Indigenous peoples to have one more voice at the table

Coast Funds announced a new shareholder proxy voting system

The rights of Indigenous peoples could be amplified with a new shareholder proxy voting system announced last week by the Coast Conservation Endowment Fund Foundation (Coast Funds).

Coast Funds is an Indigenous-led conservation finance organization in partnership with the province of B.C, federal government, and private foundations.

Fiera Capital, an independent asset management firm with approximately $150 billion in assets, currently manages over $1 billion for Indigenous Trusts and Organizations across Canada and acts as investment counsel for Coast Funds’ Canadian and global equities, representing assets under management of approximately $30 million.

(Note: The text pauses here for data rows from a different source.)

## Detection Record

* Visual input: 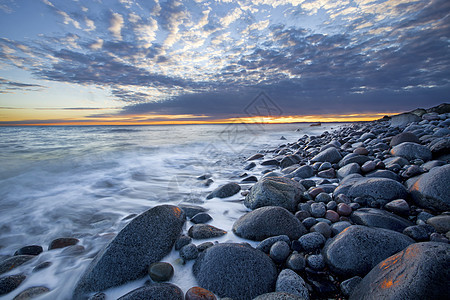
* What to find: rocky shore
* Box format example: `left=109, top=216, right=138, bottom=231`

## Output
left=0, top=104, right=450, bottom=300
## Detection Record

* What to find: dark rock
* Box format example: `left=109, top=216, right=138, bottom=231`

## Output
left=276, top=269, right=309, bottom=300
left=193, top=244, right=277, bottom=300
left=0, top=255, right=36, bottom=274
left=188, top=224, right=227, bottom=240
left=391, top=142, right=432, bottom=161
left=0, top=275, right=27, bottom=296
left=73, top=205, right=185, bottom=299
left=184, top=286, right=217, bottom=300
left=14, top=245, right=44, bottom=255
left=48, top=238, right=80, bottom=250
left=233, top=206, right=307, bottom=241
left=322, top=225, right=414, bottom=277
left=148, top=262, right=174, bottom=282
left=350, top=243, right=450, bottom=300
left=118, top=283, right=184, bottom=300
left=206, top=182, right=241, bottom=199
left=350, top=208, right=413, bottom=232
left=244, top=177, right=305, bottom=212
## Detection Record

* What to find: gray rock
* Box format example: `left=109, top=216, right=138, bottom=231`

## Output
left=391, top=142, right=432, bottom=161
left=409, top=164, right=450, bottom=211
left=350, top=208, right=413, bottom=232
left=350, top=242, right=450, bottom=300
left=117, top=283, right=184, bottom=300
left=311, top=147, right=342, bottom=164
left=73, top=205, right=185, bottom=299
left=275, top=269, right=309, bottom=300
left=244, top=177, right=305, bottom=212
left=322, top=225, right=414, bottom=277
left=233, top=206, right=307, bottom=241
left=193, top=243, right=277, bottom=300
left=206, top=182, right=241, bottom=199
left=188, top=224, right=227, bottom=240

Fiera Capital will apply the new proxy voting guidelines across all the funds it manages on behalf of Coast Funds.

READ MORE: Sustainable economy flourishing in Haida Gwaii and Great Bear Rainforest thanks to First Nations investments

“Coast Funds’ investment guidelines set a new standard with specific and directive proxy voting guidelines to ensure recognition of Indigenous Rights by the boards of publicly traded companies,” said Coast Funds’ board chair Huux Percy Crosby, of the Haida Nation. “To secure project access and ensure assets realize a return, leading companies must recognize the right to the Free, Prior and Informed Consent of affected Indigenous communities and deliver tangible benefits to them.”

Coast Funds began reviewing their current voting system in 2017. The purpose was to assess instances where environmental, social, and governance (ESG) considerations had arisen on shareholder proposals to corporations and how the fund voted.

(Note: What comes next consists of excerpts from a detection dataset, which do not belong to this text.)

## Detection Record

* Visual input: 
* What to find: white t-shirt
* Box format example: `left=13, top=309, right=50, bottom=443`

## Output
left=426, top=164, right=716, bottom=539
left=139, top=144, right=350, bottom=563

“In order to build stronger, healthier communities and economies, SHARE ensures that investments and corporate actions are continually contributing to the ongoing work of reconciliation. ” said Shannon Rohan, Chief Strategy Officer at SHARE, an organization which helped Coast Funds with their assessment.

Rohan also said the proxy voting system will help corporations function in a manner that is consistent with the United Nations Declaration on the Rights of Indigenous Peoples (UNDRIP) and the Truth and Reconciliation Commission Calls to Action set out by the federal government.